Uma das minhas ideias iniciais para o Dueto Duelo era que a peça tinha de ser muito simétrica, por um lado para evitar para evitar qualquer tipo de apologia de género, e por outro, porque eu não queria que houvesse “culpa” neste divórcio. A culpa deveria vir de um desgaste externo a que este casal se expôs, designadamente por via de um tempo histórico que está demasiado preocupado com a produtividade e que nos fecha em casulos de sentido, não promovendo laços comunitários e de (boa) dependência entre as pessoas. Esta ideia está patente de forma subtil no espetáculo, mas certamente irei desenvolvê-la em projetos futuros.
Que papel atribuis à música na expressão dos afetos e dos conflitos conjugais retratados na peça?

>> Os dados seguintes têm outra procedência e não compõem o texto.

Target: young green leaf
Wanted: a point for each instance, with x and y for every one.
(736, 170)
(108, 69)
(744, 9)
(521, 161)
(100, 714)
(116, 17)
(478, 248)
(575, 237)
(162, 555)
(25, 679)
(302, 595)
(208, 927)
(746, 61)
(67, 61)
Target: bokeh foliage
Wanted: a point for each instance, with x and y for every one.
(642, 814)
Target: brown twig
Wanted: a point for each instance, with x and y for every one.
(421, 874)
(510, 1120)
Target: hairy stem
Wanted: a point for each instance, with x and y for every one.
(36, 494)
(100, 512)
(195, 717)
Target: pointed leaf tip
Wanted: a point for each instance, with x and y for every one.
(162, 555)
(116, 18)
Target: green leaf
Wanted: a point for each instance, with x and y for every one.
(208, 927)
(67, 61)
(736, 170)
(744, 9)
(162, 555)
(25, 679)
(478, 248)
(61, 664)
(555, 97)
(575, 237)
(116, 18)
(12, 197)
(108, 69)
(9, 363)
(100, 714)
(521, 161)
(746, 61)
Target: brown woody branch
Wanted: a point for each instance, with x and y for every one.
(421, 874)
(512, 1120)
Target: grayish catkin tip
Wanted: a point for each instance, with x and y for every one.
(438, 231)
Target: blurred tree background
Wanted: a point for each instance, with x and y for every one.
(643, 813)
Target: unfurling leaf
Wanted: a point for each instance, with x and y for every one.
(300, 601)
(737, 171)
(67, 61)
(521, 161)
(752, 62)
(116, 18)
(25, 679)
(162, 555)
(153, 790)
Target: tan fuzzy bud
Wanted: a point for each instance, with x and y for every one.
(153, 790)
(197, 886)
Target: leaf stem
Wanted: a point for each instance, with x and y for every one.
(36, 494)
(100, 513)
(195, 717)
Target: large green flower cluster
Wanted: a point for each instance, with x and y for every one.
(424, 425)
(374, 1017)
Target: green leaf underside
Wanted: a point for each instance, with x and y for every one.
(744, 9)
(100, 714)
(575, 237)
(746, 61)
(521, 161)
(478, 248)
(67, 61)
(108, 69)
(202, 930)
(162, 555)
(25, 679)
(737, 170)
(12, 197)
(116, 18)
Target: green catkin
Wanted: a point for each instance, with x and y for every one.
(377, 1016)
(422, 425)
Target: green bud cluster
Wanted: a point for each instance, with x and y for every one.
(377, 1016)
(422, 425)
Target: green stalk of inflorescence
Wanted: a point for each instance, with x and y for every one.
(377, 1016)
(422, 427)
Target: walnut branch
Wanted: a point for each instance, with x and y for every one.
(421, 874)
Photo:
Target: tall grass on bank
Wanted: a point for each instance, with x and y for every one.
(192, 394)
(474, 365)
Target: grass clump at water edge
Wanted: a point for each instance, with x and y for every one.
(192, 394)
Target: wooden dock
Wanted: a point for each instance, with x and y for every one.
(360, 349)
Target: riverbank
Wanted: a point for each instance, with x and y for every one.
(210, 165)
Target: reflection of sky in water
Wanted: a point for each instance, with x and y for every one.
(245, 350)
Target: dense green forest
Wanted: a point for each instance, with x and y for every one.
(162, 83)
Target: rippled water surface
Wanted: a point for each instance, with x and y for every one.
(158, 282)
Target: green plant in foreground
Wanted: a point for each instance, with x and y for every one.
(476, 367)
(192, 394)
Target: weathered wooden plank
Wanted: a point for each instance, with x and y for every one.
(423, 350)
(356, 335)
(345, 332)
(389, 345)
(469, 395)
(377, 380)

Eu gosto de repetir esta ideia de que a música é uma forma pré-racional de relacionamento com o mundo. Atinge as nossas emoções sem passar pelo filtro da racionalidade. Vai direta ao arrepio e à pele de galinha. E quando falamos de amor, isso exponencia-se, porque, de uma forma ou de outra, toda a gente já se apaixonou e toda a gente já sofreu desilusões amorosas. Foi isto que instintivamente pensei quando decidi fazer um espetáculo sobre um casal e imediatamente soube que teria de ser um musical. Embora seja um espetáculo político e sustentado na psicologia, tem um lado que é diretamente dirigido ao centro emocional de cada um.
Que tipo de reações tens recebido do público até agora? Há algum momento particularmente marcante que gostarias de partilhar?
Tenho recebido muito boas críticas dos espetadores que amavelmente me dão a sua opinião. Aquilo que me dizem sempre é que se reveem com muita facilidade naquelas personagens. É um espetáculo com muitos momentos cómicos, mas no final, quando as luzes dos agradecimentos se acendem, vejo muitas pessoas a limpar lágrimas. O momento particularmente marcante é que eu próprio tenho de fazer um grande esforço a cada espetáculo para não chorar.
Como vês o papel das mesas redondas de mediação após os espetáculos? Que impacto esperas que tenham no público?
Já me disseram que as mesas redondas são outro espetáculo… São debates sobre questões da conjugalidade assentes nas questões levantadas pela peça. Eu assisto sempre. É incrível como ainda sabemos tão poucas palavras e conhecemos tão poucos conceitos para descrever as relações amorosas. A psicologia e a terapia de casal deviam estar mais presentes nos sistemas públicos de saúde. É incrível o poder de desconstrução que está nas mãos de um destes terapeutas. Nestas mesas redondas o público pode colocar questões e as conversas chegam a patamares muito interessantes. É quase uma consulta coletiva.